In decorso di tempo questo Ducato estolse tanto il suo capo, che resisi per la navigazione gli Amalfitani celebri per tutto Oriente, crebbero di forze e di grandi ricchezze: molte guerre perciò mossero e sostennero: s'assunsero il potere di stabilir leggi, che riguardavano i traffichi e' l commercio del mare: onde presso di noi ebbero quel medesimo vigore e forza, che presso i Romani la legge Rodia; e Marino Freccia ci rende testimonianza, che tutte le controversie di navigazioni e di traffichi marittimi dalle leggi amalfitane erano decise. Ed a chi è ignoto la maravigliosa invenzione della bussola doversi a Flavio Gisia, nato in Positano picciol castello di questo Ducato? S'appropriarono ancora la regalia di coniar monete, le quali presso tutte le Nazioni d'Oriente si spendevano: onde renderonsi tanto celebri i tarini Amalfitani, dei quali fassi ancora memoria nelle nostre Consuetudini, ed in molte antiche carte. Dal Corpo loro eleggevano i Duchi, ancorchè dagl'Imperadori d'Oriente eran da poi confermati e fatti Patrizi. Assai più celebri e rinomati si renderono a' tempi de' Normanni, come nel corso di quest'Istoria si vedrà; e si goderono di questa libertà, insino che da Roberto Guiscardo intorno all'anno 1075, debellato Salerno, non fosse stato questo Ducato al suo Imperio aggiunto; ancorchè ritenessero ancora per molto tempo in appresso alcuni vestigi di questa cadente libertà.

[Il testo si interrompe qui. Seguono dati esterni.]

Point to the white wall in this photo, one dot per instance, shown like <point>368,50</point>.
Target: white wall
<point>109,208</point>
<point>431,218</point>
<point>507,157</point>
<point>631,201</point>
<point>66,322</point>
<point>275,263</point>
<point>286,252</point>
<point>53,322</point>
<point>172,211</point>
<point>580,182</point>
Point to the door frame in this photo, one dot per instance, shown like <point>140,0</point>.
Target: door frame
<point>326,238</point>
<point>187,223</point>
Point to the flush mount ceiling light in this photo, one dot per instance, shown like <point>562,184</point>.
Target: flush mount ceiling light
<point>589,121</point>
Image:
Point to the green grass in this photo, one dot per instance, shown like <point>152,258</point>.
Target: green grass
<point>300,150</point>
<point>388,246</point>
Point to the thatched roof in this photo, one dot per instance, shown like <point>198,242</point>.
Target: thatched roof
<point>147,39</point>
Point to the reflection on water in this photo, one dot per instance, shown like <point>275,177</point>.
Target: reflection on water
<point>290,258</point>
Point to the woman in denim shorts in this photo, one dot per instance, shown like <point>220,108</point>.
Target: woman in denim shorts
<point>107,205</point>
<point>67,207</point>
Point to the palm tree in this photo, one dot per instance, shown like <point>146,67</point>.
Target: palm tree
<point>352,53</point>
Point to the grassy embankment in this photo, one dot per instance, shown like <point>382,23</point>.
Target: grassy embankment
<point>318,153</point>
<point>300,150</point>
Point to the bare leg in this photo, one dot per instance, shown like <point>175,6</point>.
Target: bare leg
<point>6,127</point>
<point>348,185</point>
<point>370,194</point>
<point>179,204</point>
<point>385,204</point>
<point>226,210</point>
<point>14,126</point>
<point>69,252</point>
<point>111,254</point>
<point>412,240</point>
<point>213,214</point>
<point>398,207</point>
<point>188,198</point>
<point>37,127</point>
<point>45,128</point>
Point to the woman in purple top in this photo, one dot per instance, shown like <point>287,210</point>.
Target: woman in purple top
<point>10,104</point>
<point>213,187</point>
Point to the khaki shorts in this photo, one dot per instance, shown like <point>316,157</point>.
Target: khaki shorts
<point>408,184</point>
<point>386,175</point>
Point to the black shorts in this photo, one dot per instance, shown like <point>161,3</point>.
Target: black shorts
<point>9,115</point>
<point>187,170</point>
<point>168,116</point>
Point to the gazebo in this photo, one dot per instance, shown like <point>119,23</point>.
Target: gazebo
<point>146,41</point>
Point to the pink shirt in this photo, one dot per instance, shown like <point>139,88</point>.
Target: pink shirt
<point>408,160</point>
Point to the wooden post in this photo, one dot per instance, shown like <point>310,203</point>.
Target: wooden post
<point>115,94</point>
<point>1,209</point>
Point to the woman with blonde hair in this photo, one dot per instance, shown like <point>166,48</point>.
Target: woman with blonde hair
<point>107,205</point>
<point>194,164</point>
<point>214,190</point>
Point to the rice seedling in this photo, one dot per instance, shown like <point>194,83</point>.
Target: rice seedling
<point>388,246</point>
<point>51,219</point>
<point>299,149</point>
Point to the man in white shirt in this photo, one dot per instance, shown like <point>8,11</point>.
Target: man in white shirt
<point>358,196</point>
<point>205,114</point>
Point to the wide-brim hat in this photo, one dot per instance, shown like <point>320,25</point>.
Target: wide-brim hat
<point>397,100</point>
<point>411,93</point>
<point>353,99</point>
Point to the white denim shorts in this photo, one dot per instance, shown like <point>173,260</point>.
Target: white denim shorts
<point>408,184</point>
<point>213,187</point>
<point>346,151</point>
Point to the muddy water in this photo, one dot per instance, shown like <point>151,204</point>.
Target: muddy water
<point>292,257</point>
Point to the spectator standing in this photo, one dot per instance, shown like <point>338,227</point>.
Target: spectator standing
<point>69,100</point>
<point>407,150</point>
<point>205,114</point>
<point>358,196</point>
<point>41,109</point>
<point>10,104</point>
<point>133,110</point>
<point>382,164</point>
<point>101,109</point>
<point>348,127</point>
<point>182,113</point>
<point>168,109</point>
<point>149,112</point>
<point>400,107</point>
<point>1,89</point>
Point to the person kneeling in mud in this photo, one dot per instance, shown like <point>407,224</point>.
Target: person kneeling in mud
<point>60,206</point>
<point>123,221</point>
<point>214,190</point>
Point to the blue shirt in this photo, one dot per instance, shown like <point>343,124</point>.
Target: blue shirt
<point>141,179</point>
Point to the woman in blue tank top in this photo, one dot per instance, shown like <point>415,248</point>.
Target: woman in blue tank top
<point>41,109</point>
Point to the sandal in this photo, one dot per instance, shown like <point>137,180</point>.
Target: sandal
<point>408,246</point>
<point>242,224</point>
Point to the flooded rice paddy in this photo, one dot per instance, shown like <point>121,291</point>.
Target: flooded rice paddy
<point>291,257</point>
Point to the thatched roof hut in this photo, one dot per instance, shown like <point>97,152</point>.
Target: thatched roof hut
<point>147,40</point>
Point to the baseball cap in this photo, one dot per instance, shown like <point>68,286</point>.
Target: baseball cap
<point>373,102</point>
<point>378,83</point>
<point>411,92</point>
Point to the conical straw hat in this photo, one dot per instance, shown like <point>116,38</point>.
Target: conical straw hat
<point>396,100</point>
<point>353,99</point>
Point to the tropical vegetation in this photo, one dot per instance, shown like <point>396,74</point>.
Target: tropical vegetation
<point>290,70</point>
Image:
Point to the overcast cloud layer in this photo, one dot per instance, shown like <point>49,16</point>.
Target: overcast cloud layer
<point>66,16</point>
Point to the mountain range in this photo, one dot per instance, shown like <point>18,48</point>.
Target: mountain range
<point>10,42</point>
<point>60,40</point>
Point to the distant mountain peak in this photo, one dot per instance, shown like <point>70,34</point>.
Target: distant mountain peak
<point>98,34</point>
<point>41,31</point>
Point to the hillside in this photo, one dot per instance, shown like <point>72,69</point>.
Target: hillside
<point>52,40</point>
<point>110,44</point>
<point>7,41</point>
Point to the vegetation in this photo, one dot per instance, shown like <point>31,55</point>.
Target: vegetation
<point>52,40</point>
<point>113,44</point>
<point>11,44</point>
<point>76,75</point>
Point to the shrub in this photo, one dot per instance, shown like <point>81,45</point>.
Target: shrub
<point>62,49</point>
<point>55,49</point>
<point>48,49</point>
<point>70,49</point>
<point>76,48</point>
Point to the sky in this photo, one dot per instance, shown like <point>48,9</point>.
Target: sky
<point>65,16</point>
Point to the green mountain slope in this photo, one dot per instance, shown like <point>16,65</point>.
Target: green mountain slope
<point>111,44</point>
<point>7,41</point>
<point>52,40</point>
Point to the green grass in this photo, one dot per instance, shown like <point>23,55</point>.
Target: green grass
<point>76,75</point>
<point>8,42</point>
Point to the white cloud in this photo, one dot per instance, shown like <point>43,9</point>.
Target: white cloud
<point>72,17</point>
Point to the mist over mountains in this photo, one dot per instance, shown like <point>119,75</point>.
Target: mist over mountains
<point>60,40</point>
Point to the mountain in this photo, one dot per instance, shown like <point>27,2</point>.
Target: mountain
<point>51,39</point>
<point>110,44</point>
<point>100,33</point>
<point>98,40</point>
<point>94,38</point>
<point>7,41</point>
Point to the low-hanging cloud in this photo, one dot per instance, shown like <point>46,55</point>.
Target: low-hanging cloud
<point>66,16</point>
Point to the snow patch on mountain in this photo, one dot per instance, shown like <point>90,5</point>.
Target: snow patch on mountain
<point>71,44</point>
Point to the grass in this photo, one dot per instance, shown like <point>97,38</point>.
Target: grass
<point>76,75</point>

Ecco fra quanti Principati e Governi era in questi tempi diviso ciò che ora è un sol Regno. Scorrendo poi da per tutto i Saraceni, che miseramente in ogni parte portavano desolazioni e ruine, non fu meraviglia, se col correr degli anni finalmente cedessero ad una potenza maggiore, per la quale debellati i Greci, i Saraceni ed i Longobardi, si sottoponessero a' forti e valorosi Normanni.